TileDB-Inc / TileDB

The Universal Storage Engine
https://tiledb.com
MIT License
1.84k stars 186 forks source link

cache for cloud-backend #1366

Open mikejiang opened 5 years ago

mikejiang commented 5 years ago

When a read query causes a tile to be read from disk, TileDB places the uncompressed tile in an in-memory LRU cache associated with the query’s context. When subsequent read queries in the same context request that tile, it may be copied directly from the cache instead of re-fetched from disk

I assume this memory cache automatically applies to cloud-backend? Is there any extra cache mechanism to store the larger-than-available-memory on local disk to avoid network data flow for the visited tile?
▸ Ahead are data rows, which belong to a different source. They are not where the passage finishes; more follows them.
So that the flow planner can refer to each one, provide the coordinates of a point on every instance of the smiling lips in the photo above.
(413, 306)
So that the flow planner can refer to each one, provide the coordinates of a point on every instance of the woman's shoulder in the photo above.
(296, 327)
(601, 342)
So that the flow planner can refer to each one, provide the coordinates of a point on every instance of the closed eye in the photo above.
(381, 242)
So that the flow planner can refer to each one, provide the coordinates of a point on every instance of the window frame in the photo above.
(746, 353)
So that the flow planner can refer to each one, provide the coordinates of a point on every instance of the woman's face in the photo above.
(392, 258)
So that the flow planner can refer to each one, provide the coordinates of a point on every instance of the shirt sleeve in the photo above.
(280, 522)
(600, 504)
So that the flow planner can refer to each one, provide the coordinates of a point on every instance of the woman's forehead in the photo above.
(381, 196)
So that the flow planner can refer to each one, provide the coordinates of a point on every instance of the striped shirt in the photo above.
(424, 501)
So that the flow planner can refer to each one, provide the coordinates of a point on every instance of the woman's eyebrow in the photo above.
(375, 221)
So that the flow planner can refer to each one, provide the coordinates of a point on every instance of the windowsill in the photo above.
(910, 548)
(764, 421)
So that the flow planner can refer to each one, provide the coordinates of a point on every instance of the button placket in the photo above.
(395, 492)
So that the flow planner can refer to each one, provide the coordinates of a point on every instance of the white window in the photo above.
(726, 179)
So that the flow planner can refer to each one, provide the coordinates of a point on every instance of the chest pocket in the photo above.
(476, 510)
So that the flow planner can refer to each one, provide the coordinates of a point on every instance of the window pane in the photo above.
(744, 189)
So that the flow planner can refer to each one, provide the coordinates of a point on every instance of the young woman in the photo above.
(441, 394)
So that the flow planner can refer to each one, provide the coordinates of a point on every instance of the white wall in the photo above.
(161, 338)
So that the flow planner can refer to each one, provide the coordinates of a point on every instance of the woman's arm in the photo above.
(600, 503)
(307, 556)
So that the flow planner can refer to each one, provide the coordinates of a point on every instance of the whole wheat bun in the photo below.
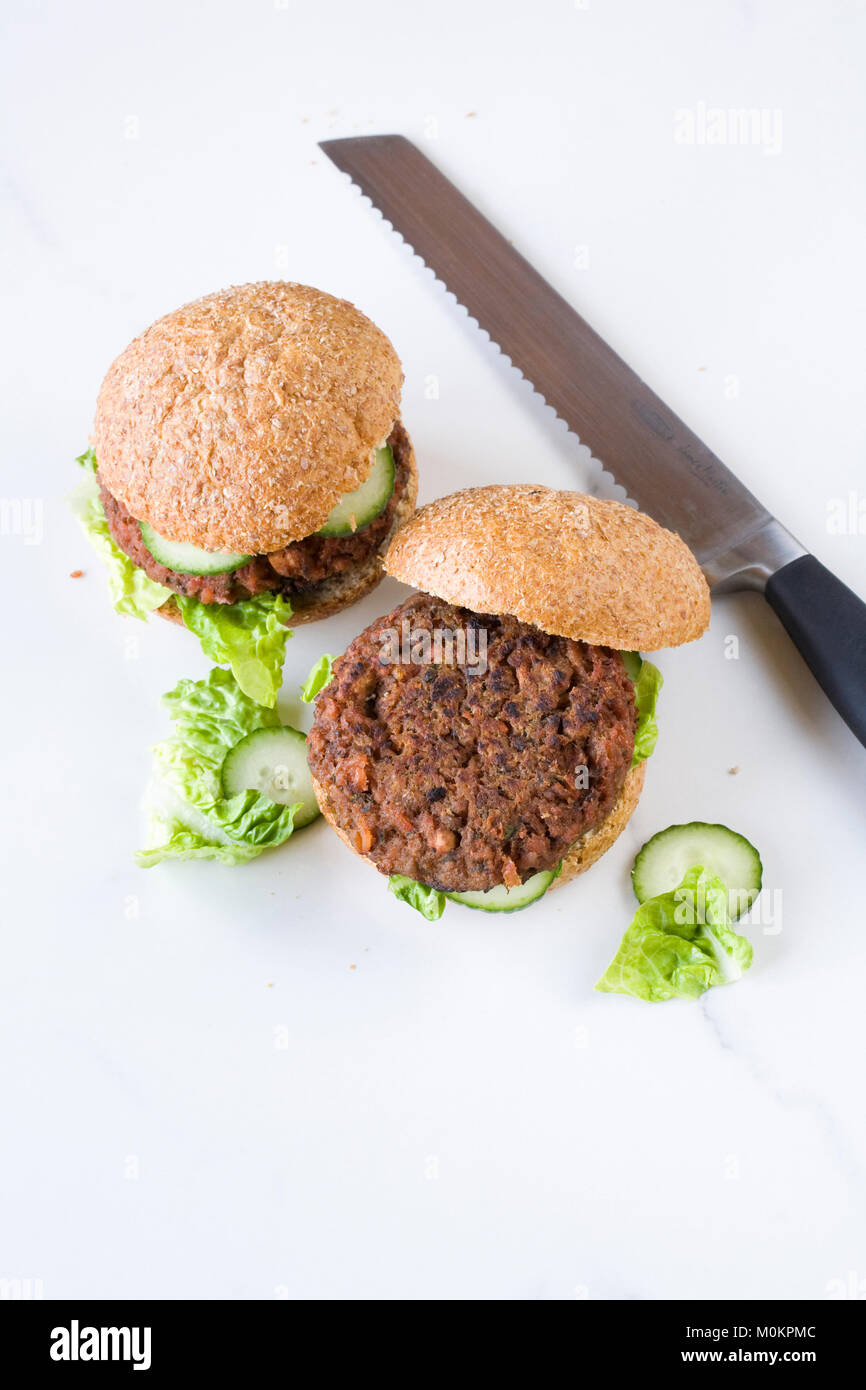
(594, 843)
(567, 563)
(239, 420)
(342, 590)
(583, 854)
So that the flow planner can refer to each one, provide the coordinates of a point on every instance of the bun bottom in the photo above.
(583, 854)
(344, 590)
(594, 843)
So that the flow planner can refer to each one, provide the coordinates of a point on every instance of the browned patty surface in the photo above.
(296, 567)
(462, 780)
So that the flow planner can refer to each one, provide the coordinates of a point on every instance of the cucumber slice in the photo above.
(189, 559)
(508, 900)
(663, 861)
(360, 508)
(274, 762)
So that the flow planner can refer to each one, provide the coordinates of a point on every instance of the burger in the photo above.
(487, 740)
(249, 466)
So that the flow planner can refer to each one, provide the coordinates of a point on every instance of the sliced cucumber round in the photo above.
(366, 503)
(189, 559)
(508, 900)
(273, 762)
(663, 861)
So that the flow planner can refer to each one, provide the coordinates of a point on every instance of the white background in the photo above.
(321, 1094)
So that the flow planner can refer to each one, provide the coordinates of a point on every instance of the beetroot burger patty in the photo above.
(296, 567)
(467, 776)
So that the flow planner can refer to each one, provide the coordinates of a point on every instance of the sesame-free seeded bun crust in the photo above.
(573, 565)
(583, 854)
(239, 420)
(342, 590)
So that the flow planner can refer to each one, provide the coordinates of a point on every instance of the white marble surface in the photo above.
(275, 1079)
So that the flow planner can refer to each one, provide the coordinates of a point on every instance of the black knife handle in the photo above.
(827, 623)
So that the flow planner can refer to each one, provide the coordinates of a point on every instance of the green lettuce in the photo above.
(131, 591)
(648, 681)
(319, 677)
(189, 818)
(679, 944)
(248, 637)
(427, 901)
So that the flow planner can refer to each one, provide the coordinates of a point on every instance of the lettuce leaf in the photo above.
(189, 818)
(319, 677)
(648, 681)
(427, 901)
(248, 637)
(131, 591)
(679, 944)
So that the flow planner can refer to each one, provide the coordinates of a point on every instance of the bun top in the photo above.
(574, 566)
(238, 421)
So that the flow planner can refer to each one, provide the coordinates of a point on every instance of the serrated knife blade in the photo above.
(663, 466)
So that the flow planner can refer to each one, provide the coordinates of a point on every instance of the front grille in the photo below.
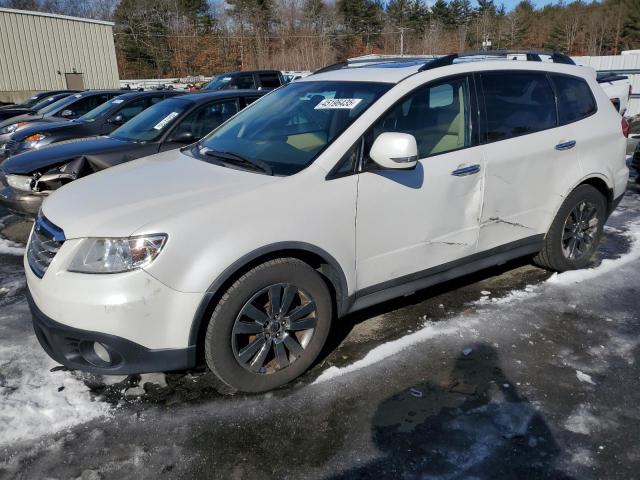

stavrospapadopoulos commented 5 years ago

Not at the moment, but that would be a great feature (we had raised that internally a while ago). We'll keep the issue open and fit it in our roadmap. Thanks for pointing it out.

mikejiang commented 5 years ago

Just to clarify, in-memory cache is already available for cloud, but not disk-cache, right?

jakebolewski commented 5 years ago

Yes that is correct. What really would be needed would be a persistent LRU cache (available across all TileDB processes / threads per node) which is achievable through use of a embedded KV database or something similar.

mikejiang commented 5 years ago

that will be fantastic!

mstump commented 4 years ago

I'd like to request that the cache be implemented as a plugin type architecture (function pointer, or array of function pointers), that way we could use disk, memcache, or a series of tiered caches.